15.  Suivre le planning et mesurer l’avancement (5). Le pilote doit nécessairement établir un planning des opérations qui doivent être effectuées et, périodiquement, il va mesurer leur avancement. C’est particulièrement le cas des changements apportés au système d’information mais ce suivi s’applique aussi aux opérations périodiques le concernant comme, par exemple, les clôtures (mensuelles, trimestrielles, annuelles) ainsi que certaines opérations quotidiennes délicates qui méritent d’être surveillées.

16.  Prévoir et suivre la charge de travail (5). Il est indispensable de prévoir la charge de travail nécessaire permettant d’assurer les évolutions du système d'information et ensuite de suivre la charge consommée.

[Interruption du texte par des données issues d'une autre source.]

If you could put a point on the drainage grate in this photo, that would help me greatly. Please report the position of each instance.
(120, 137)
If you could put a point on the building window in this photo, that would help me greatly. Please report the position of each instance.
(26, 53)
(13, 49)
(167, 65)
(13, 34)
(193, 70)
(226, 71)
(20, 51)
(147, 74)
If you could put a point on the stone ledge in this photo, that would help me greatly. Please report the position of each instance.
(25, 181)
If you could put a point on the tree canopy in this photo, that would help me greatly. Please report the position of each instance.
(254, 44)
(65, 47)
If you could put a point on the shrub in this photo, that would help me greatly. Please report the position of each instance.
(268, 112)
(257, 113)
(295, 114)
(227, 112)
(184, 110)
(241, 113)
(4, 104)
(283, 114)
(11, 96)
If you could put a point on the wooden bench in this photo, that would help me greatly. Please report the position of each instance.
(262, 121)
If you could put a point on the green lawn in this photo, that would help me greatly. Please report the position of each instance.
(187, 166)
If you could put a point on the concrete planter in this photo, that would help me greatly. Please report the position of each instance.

C’est en particulier le cas du travail des informaticiens mais aussi celui des utilisateurs et de leur encadrement qui participent au développement des systèmes d’information ([7]). Un suivi du rythme de consommation de la charge doit être régulièrement effectué.

17.  Fixer et suivre le budget des opérations (5). Chaque évolution apportée à un système d'information doit être identifiée et un budget doit être établi. Il doit comprendre les coûts correspondants à la charge de travail mais aussi tous les autres coûts notamment l’achat de matériels et de logiciels. Pour des raisons pratiques il est possible de regrouper ensemble différentes opérations. Périodiquement il est nécessaire de rapprocher le budget et les dépenses réelles afin de vérifier s’il n'y a pas eu sur ou sous-consommation de ressources. 

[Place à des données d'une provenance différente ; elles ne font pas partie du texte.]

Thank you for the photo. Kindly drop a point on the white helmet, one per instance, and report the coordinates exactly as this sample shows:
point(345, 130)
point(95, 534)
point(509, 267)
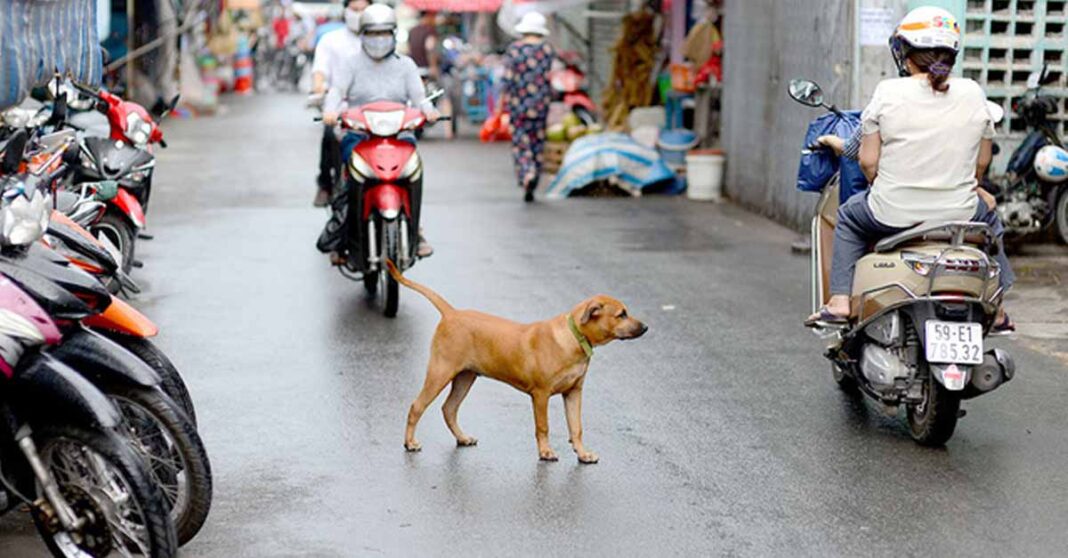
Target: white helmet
point(924, 28)
point(378, 17)
point(1051, 164)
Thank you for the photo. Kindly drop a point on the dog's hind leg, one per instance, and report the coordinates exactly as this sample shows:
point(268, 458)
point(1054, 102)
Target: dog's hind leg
point(540, 400)
point(439, 373)
point(461, 384)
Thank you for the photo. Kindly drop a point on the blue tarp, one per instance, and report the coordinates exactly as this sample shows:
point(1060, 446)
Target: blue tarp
point(819, 165)
point(38, 37)
point(633, 167)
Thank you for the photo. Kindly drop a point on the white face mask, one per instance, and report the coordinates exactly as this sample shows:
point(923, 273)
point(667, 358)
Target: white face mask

18.  Vérifier l’impact des changements. Une fois que les changements ont été effectués, que ce soit des modifications de programme ou des adaptations de l’organisation, il est nécessaire de s’assurer qu’elles ont effectivement été mises en œuvre et qu’elles ont produites les effets attendus.

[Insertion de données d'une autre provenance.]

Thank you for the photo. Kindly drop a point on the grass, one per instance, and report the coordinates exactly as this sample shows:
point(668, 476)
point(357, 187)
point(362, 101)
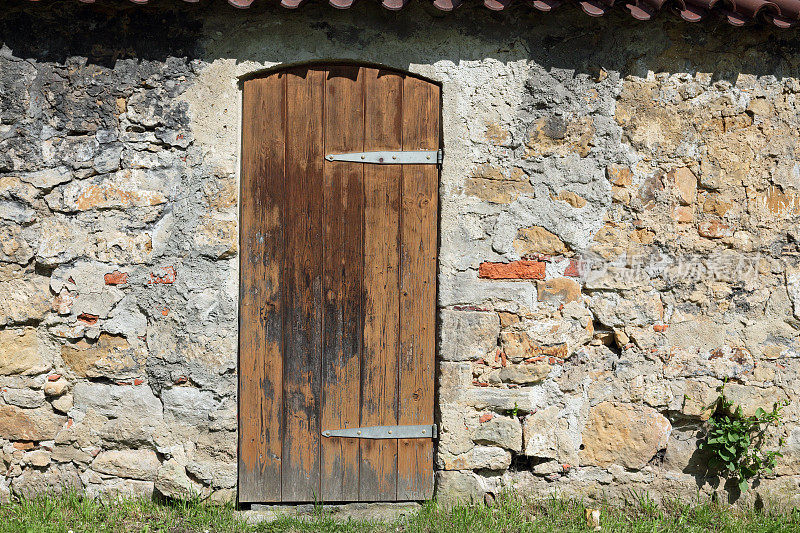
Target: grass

19.  Effectuer périodiquement une évaluation du système d’information. Un système d’information opérationnel évolue, dérive et fini par dysfonctionner. Pour éviter cela il doit être périodiquement audité. Ceci doit normalement être effectué tous les deux ou trois ans. Ce travail doit être confié à un tiers neutre et compétent. Généralement il porte sur trois domaines :
·       La sécurité (accès au système, sécurité des données et des traitements, contrôles en place,…) ;
·       Les fonctions du système et en particulier leur adaptation aux travaux à effectuer, aux compétences des personnes, ...
·       Les performances du système d’information.

20.  Evaluer la valeur crée par le processus. Les systèmes d’information contribuent à la création de valeur par l’entreprise. Certains ont une influence massive indiscutable alors d’autres ont un impact plus incertain. De plus cet effet peut changer dans le temps et s’amenuiser dans le temps. Pour cette raison il est souhaitable d’effectuer périodiquement une appréciation de la contribution effective de chaque système d’information à la valeur crée par l’entreprise et d’évaluer l’impact des changements récents.  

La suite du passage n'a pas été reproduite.